Tiga hari lagi sudah tahun 2016, tahun baru dan sekaligus menandai diawalinya MEA-Masyarakat Ekonomi ASEAN, yang dalam bahasa Inggrisnya AEC-ASEAN Economic Community.
Berbeda dengan MEE-Masyarakat Ekonomi Eropa, di MEA ini tidak terjadi penyatuan mata uang, tidak ada visa bersama-Schengen dll.

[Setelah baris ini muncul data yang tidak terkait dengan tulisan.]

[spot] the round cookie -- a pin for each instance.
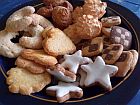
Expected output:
(24, 82)
(121, 36)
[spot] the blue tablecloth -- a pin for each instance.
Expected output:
(133, 5)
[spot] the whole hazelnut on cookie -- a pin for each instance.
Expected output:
(53, 2)
(61, 17)
(88, 27)
(68, 5)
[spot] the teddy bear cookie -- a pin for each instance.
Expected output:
(39, 56)
(30, 65)
(54, 45)
(24, 82)
(7, 47)
(99, 72)
(122, 36)
(112, 53)
(64, 91)
(124, 63)
(61, 73)
(95, 47)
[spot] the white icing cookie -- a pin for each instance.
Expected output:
(72, 62)
(64, 91)
(99, 72)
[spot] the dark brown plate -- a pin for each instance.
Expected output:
(123, 88)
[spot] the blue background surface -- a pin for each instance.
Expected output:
(133, 5)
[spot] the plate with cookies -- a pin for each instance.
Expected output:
(69, 52)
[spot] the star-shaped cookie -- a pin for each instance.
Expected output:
(72, 62)
(64, 91)
(99, 72)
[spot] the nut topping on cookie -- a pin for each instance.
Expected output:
(73, 61)
(64, 91)
(99, 72)
(122, 36)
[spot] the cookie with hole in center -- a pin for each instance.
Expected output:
(122, 36)
(112, 53)
(124, 63)
(95, 47)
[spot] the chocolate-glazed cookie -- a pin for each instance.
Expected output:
(112, 53)
(111, 21)
(122, 36)
(124, 63)
(95, 47)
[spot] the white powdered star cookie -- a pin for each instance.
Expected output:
(99, 72)
(73, 61)
(64, 91)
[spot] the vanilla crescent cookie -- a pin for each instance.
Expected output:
(30, 65)
(39, 56)
(24, 82)
(20, 19)
(99, 72)
(62, 74)
(64, 91)
(7, 47)
(73, 61)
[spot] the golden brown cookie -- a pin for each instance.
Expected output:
(24, 82)
(39, 56)
(88, 27)
(45, 11)
(30, 65)
(112, 53)
(61, 73)
(64, 91)
(61, 17)
(57, 43)
(124, 63)
(95, 47)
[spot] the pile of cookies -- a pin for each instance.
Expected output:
(79, 48)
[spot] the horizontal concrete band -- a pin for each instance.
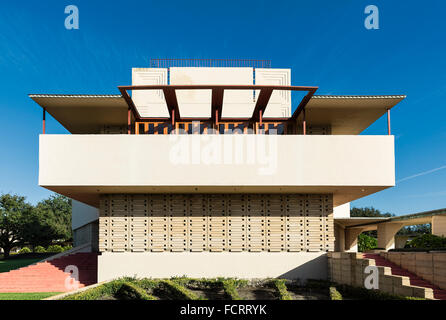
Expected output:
(301, 265)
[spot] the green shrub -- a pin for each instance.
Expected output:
(280, 286)
(177, 291)
(25, 250)
(369, 294)
(105, 290)
(130, 291)
(335, 294)
(230, 289)
(39, 249)
(366, 242)
(427, 241)
(55, 249)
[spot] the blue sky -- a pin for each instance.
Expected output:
(324, 42)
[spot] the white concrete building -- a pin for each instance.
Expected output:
(214, 171)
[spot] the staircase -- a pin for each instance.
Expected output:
(49, 276)
(414, 279)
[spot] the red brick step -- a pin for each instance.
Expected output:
(50, 276)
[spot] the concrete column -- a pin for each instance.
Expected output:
(439, 225)
(351, 239)
(339, 238)
(386, 234)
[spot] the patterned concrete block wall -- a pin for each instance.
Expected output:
(216, 223)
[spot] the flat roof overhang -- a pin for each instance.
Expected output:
(349, 115)
(90, 194)
(83, 114)
(371, 223)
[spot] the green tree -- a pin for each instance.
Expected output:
(368, 212)
(366, 242)
(50, 220)
(14, 212)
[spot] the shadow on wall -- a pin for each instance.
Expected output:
(314, 269)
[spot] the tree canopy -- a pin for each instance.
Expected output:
(24, 224)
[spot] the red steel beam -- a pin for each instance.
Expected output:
(388, 122)
(262, 102)
(217, 104)
(172, 102)
(43, 121)
(303, 103)
(217, 97)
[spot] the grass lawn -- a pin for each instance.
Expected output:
(11, 264)
(27, 296)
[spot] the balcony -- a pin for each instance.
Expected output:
(84, 166)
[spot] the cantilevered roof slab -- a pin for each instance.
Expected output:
(82, 114)
(348, 114)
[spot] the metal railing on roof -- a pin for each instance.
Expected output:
(168, 63)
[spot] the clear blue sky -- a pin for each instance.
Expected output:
(324, 42)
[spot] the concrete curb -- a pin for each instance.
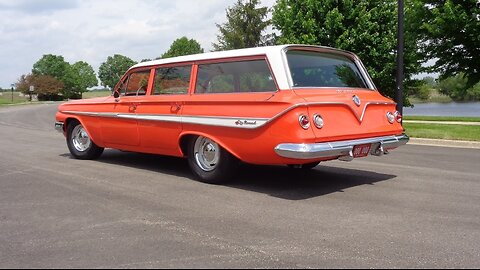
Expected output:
(445, 143)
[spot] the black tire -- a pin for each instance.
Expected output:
(307, 166)
(80, 144)
(209, 162)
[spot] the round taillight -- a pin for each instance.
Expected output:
(318, 121)
(304, 121)
(390, 117)
(398, 117)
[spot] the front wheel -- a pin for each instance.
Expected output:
(80, 144)
(209, 162)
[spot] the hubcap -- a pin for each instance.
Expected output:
(80, 139)
(207, 153)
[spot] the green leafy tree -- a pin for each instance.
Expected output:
(367, 28)
(244, 27)
(52, 65)
(183, 46)
(78, 78)
(45, 86)
(113, 69)
(457, 88)
(449, 32)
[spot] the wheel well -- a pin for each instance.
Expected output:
(69, 121)
(184, 143)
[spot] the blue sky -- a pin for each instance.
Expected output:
(92, 30)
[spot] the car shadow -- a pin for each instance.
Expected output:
(277, 181)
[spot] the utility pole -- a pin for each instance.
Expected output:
(12, 85)
(400, 46)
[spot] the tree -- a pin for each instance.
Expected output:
(367, 28)
(450, 34)
(45, 86)
(52, 65)
(75, 78)
(78, 78)
(183, 46)
(113, 69)
(244, 27)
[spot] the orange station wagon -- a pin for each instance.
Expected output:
(292, 104)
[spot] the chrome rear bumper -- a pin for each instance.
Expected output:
(340, 149)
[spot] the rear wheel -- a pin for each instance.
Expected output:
(80, 144)
(209, 162)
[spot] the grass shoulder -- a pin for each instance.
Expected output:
(442, 118)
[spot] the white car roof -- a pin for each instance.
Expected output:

Meski begitu ada tantangan semakin bebasnya keluar masuk antar negara ASEAN di produk, jasa, dan tenaga kerja. Sebelum berlaku MEA  sebenarnya Indonesia sudah jadi tempat investasi negara ASEAN lain seperti contoh nya di perbankan (CIMB, Maybank, UOB, OCBC), jasa (Grab Taxi/Bike), transportasi (AirAsia), pangan (Charoen Pokphand) dll. Indonesia sangat menggiurkan bagi asing karena 38% populasi ASEAN dan 36% GDP ada di Indonesia. Yang baru dalam MEA adalah bebas nya arus tenaga kerja, dari sini akan terlihat kualitas SDM (Sumber Daya Manusia), semakin bagus, semakin mudah menjangkau tempat lain. Seperti yang kita lihat, bahwa expat dari Filipina sangat banyak tersebar di dunia baik formal maupun nonformal, bukan karena lebih pintar, tapi karena kemampuan Bahasa Inggrisnya. Dan yang kompetisinya ketat seperti Singapura, kemungkinan akan lebih bisa bersaing. Hanya saja, apakah mereka tertarik masuk ke negara2 yang upahnya rendah? Apakah malah tidak tertarik ke negara yang upahnya lebih tinggi seperti saat ini?